An Attack Through The Attic -- Toilet Bomb: Frozen Chunk Of Waste From Airliner Slams Woodinville House
WOODINVILLE - Leroy and Gerri Cinnamon were at home watching the Seahawks get demolished on TV when the thing landed in their living room.
"I thought he fell through the attic," said Gerri, whose husband had just left the den, where the family was watching the game yesterday.
"It made one great, big, large ke-bang, and we thought something had exploded," Leroy said.
When they rushed into the living room, what they saw was chunks of green ice scattered everywhere - and a 3-foot by 2-foot hole through the ceiling and the roof of their one-story house.
But that was just the beginning of the adventure.

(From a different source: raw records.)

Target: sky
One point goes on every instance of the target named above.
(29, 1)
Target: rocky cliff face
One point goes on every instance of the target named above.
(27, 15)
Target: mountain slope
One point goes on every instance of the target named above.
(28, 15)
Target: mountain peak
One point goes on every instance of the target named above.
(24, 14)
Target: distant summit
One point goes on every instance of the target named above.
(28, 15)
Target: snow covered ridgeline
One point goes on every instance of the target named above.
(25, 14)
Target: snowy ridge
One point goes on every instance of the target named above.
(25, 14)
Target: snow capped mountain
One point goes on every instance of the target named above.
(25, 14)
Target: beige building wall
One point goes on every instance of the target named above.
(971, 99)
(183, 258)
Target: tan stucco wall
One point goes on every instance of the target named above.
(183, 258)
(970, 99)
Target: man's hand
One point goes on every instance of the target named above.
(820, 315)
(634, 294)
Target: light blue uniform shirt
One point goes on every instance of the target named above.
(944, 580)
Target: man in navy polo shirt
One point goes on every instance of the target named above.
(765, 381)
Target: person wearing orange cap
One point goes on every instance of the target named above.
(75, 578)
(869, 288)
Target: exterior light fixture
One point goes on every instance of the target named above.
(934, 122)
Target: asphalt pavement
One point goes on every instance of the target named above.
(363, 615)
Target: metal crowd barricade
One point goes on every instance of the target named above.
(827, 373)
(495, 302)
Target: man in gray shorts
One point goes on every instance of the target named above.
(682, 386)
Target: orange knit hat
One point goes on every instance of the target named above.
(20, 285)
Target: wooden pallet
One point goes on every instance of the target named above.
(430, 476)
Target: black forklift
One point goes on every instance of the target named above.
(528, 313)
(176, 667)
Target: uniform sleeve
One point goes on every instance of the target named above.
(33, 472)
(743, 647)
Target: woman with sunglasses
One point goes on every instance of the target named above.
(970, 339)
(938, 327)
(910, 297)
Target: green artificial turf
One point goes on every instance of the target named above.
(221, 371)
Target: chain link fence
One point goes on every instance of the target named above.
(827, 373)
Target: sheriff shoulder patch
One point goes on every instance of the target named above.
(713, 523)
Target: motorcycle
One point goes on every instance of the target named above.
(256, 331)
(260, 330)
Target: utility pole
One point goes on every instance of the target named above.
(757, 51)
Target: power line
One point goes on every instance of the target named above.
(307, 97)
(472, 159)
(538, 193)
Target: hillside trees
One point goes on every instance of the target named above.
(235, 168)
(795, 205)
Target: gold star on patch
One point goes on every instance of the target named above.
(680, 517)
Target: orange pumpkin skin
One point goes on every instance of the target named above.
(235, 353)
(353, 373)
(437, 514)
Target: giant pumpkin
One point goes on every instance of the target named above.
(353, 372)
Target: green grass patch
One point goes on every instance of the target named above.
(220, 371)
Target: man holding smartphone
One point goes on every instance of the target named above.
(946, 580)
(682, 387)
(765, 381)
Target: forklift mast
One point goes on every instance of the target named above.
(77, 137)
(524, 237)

Firefighters who responded from King County Fire District 36 figured it had to be one of two things, the Cinnamons said: either frozen waste that fell from an airliner, or a meteorite that fell from space.
While the second possibility was still open, the Cinnamons' house was quarantined, and nobody was allowed to approach. A hazardous-materials response team was called in from Bellevue, its members clad in protective suits, to check for possible radiation.
"They treated us like we were radioactive," Gerri said.
When the pieces of the thing started melting, however, there was no doubt about what it was. "It stunk real bad," said Gerri.
Emergency personnel decided it was, indeed, a basketball-size hunk of frozen waste that had crashed through the Cinnamons' roof, landing only a few feet away from the spot in the next room where Gerri was sitting in front of the TV with her parents.
The Cinnamons' home on Mink Road Northeast is in a sparsely populated area, with a pasture directly across the street where the ice could have landed without anyone ever noticing.
"We don't get too many reports like this of someone getting their house hit," said Gary Mayer of the Federal Aviation Administration.
"I can remember one within the last year - and that could be over a seven-state region."
The FAA is investigating, but officials were ruling out the possibility that an airline crew had dropped the load on purpose.
"It's not a voluntary dumping situation," said Mike O'Connor of the federal agency.
A leak must have developed in one of the toilets of an airliner, O'Connor theorized. At higher altitudes, the waste would have formed into ice, clinging to the airplane. On the descent to Seattle-Tacoma International Airport, the airframe would have warmed up, causing the chunk to thaw and break loose.
O'Connor said the FAA is checking flight records to determine what airplane was over the Woodinville area on approach to Sea-Tac at the time the ice fell.
"We need to find the plane and get it fixed," he said.
As for the Cinnamons, they stored the pieces of ice in a plastic kitty-litter container in the freezer, just in case they need them for evidence.
"I did learn one thing," Gerri Cinnamon said. "I won't touch anything that falls from the sky."
-- Times East bureau reporter Stephen Clutter contributed to this story.